For his Sermon in a Village, painted as a diploma work in 1861, the St. Petersburg Academy awarded Perov the Grand Gold medal and subsidized his trip abroad.
For his foreign studies Perov chose France. In Paris, Perov, in his own words, ‘made a considerable progress in the technique of painting’ though he did not create anything truly significant there, and even before his stipendiary period had been over, Perov returned to Russia
Perov returned to Moscow in 1864, where he headed a group of young artists-realists and became a founding member of and an active figure in the Circle of the Itinerants. In 1866 he received the title of member of the Petersburg Academy of Arts. A leading painter of genre scenes and portraits in the 1860s and 1870s, Perov exercised an enormous influence on the development of Russian realism in the second half of the nineteenth century.
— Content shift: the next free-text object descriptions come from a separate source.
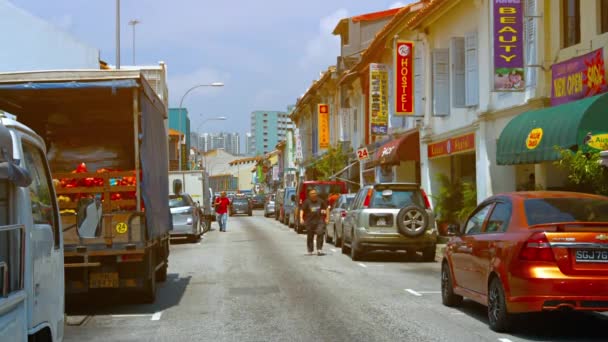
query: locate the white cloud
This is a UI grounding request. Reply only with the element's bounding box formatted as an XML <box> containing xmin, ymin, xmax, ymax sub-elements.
<box><xmin>252</xmin><ymin>88</ymin><xmax>281</xmax><ymax>109</ymax></box>
<box><xmin>299</xmin><ymin>8</ymin><xmax>348</xmax><ymax>69</ymax></box>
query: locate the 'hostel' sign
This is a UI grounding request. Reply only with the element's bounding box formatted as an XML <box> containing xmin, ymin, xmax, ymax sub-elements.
<box><xmin>318</xmin><ymin>104</ymin><xmax>330</xmax><ymax>149</ymax></box>
<box><xmin>493</xmin><ymin>0</ymin><xmax>525</xmax><ymax>91</ymax></box>
<box><xmin>395</xmin><ymin>40</ymin><xmax>414</xmax><ymax>115</ymax></box>
<box><xmin>551</xmin><ymin>48</ymin><xmax>607</xmax><ymax>106</ymax></box>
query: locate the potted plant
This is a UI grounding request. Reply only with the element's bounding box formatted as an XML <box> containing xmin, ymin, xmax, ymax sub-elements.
<box><xmin>457</xmin><ymin>181</ymin><xmax>477</xmax><ymax>223</ymax></box>
<box><xmin>432</xmin><ymin>174</ymin><xmax>463</xmax><ymax>236</ymax></box>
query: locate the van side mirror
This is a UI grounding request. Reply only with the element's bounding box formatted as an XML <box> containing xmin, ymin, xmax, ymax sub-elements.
<box><xmin>447</xmin><ymin>223</ymin><xmax>461</xmax><ymax>236</ymax></box>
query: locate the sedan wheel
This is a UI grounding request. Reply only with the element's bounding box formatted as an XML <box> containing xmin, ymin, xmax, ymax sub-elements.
<box><xmin>350</xmin><ymin>236</ymin><xmax>363</xmax><ymax>261</ymax></box>
<box><xmin>334</xmin><ymin>226</ymin><xmax>341</xmax><ymax>247</ymax></box>
<box><xmin>488</xmin><ymin>278</ymin><xmax>512</xmax><ymax>332</ymax></box>
<box><xmin>441</xmin><ymin>262</ymin><xmax>463</xmax><ymax>307</ymax></box>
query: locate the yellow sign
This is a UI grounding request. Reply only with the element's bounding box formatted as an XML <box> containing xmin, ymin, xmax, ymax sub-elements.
<box><xmin>525</xmin><ymin>128</ymin><xmax>543</xmax><ymax>150</ymax></box>
<box><xmin>369</xmin><ymin>63</ymin><xmax>389</xmax><ymax>135</ymax></box>
<box><xmin>115</xmin><ymin>222</ymin><xmax>128</xmax><ymax>234</ymax></box>
<box><xmin>318</xmin><ymin>104</ymin><xmax>330</xmax><ymax>149</ymax></box>
<box><xmin>587</xmin><ymin>133</ymin><xmax>608</xmax><ymax>150</ymax></box>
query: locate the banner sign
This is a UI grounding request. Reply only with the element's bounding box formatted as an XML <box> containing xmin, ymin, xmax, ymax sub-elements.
<box><xmin>369</xmin><ymin>63</ymin><xmax>389</xmax><ymax>135</ymax></box>
<box><xmin>286</xmin><ymin>130</ymin><xmax>295</xmax><ymax>168</ymax></box>
<box><xmin>428</xmin><ymin>133</ymin><xmax>475</xmax><ymax>159</ymax></box>
<box><xmin>551</xmin><ymin>48</ymin><xmax>607</xmax><ymax>106</ymax></box>
<box><xmin>272</xmin><ymin>165</ymin><xmax>279</xmax><ymax>181</ymax></box>
<box><xmin>181</xmin><ymin>143</ymin><xmax>188</xmax><ymax>170</ymax></box>
<box><xmin>318</xmin><ymin>104</ymin><xmax>330</xmax><ymax>148</ymax></box>
<box><xmin>395</xmin><ymin>40</ymin><xmax>414</xmax><ymax>115</ymax></box>
<box><xmin>493</xmin><ymin>0</ymin><xmax>525</xmax><ymax>91</ymax></box>
<box><xmin>295</xmin><ymin>128</ymin><xmax>303</xmax><ymax>161</ymax></box>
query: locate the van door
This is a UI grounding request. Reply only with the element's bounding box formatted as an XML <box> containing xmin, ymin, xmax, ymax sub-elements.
<box><xmin>20</xmin><ymin>141</ymin><xmax>64</xmax><ymax>340</ymax></box>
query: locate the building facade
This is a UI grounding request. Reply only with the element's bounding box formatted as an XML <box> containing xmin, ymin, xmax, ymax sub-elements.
<box><xmin>196</xmin><ymin>132</ymin><xmax>241</xmax><ymax>155</ymax></box>
<box><xmin>250</xmin><ymin>110</ymin><xmax>294</xmax><ymax>156</ymax></box>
Perov’s success as a genre painter reached its peak in the latter half of the 1860s. His compositions become more laconic and expressive; overcoming an indisciplined use of colour, he achieved an impressive unity with an austere greyish-brown palette. Such works as the
Found Drowned and the
Last Tavern at Town Gate are analogous to the prose of
Fyodor Dostoyevsky in their depiction of the lowest strata of urban life.
In 1865, a year after he had returned from Paris, Perov completed the
Last Journey, a painting with an intentionally uncomplicated subject matter clear to all and sundry.
The Troika, Perov’s most expressive work produced in 1866, is especially typical of his style. Perov’s style reached maturity in the
Last Tavern at Town Gate (1868). More generally, the same holds for Russian realistic art with its focus on the conjunction of social predilection and artistic completeness.
In the 1870s, Perov made some historical paintings. He produced
Pugachev’s Judgment (1870) and
Nikita Pustosviat. Dispute on the Confession of Faith (1880). At the same time, he was still prolific in the genre, which is exemplified by his elegiac
Old Parents Visiting the Grave of Their Son (1874), widely famous
The hunters on a halt (1871), monumental Peasant in the Field (1876), sorrowful and disturbing Peasants Returning from a Funeral in Winter (1880?), and the
Pigeon Fancier (1874). But having come a long way from the
Easter Procession in a Village to the
Found Drowned and the
Last Tavern at Town Gate, Perov had paid his tribute to the genre: its further development towards the truly national painting was to be connected with the name of
Ilya Repin.
In 1871, Perov, together with
Ivan Kramskoy,
Nikolay Gay, and
Grigory Myasoedov became a founder of the
Itinerants’ Society of Traveling Exhibitions (the Peredvizhniki). Also in 1871, Perov became a professor at the Moscow School of Painting, Sculpture, and Architecture, he turned out to be an excellent teacher; among his students were such outstanding Russian painters as Sergey (?) Korovin, Andrey Riabushkin, Nikolai Kasatkin, Mikhail Nesterov and others.
At the end of the 1860s, Perov turned to portraiture in which he was equally pioneering. Exploring life, he discovered a variety of interesting characters and was able to convey their graphic individuality and profundity, e.g. Thomas the Owl (1868) or Wanderer (1870). These paintings were the beginning of a whole gallery of peasant portraits increased later by Kramskoy, Repin, and Maximov.
In the 1870s, Perov created a series of portraits of the Russian people of culture. Only an artist who fully understood the task and responsibility of portraiture could have achieved this characterization, passionate and devoid of everything vain and contingent. So, in the portraits of Anton Rubinshtein (1870), Alexander Ostrovsky (1871),
Feodor Dostoyevsky,
Vladimir Dahl,
Mikhail Pogodin, and
Apollon Maikov (1872) we see a brilliant combination of a faithful and, at the same time, critical rendering and a profound delineation of character.
Life was changing, the art of painting was developing, and Perov saw and felt that he was falling behind, but he could not change his own manner. In the late 1870s the artist did not manage to create anything interesting. The painter died in 1882 from tuberculosis.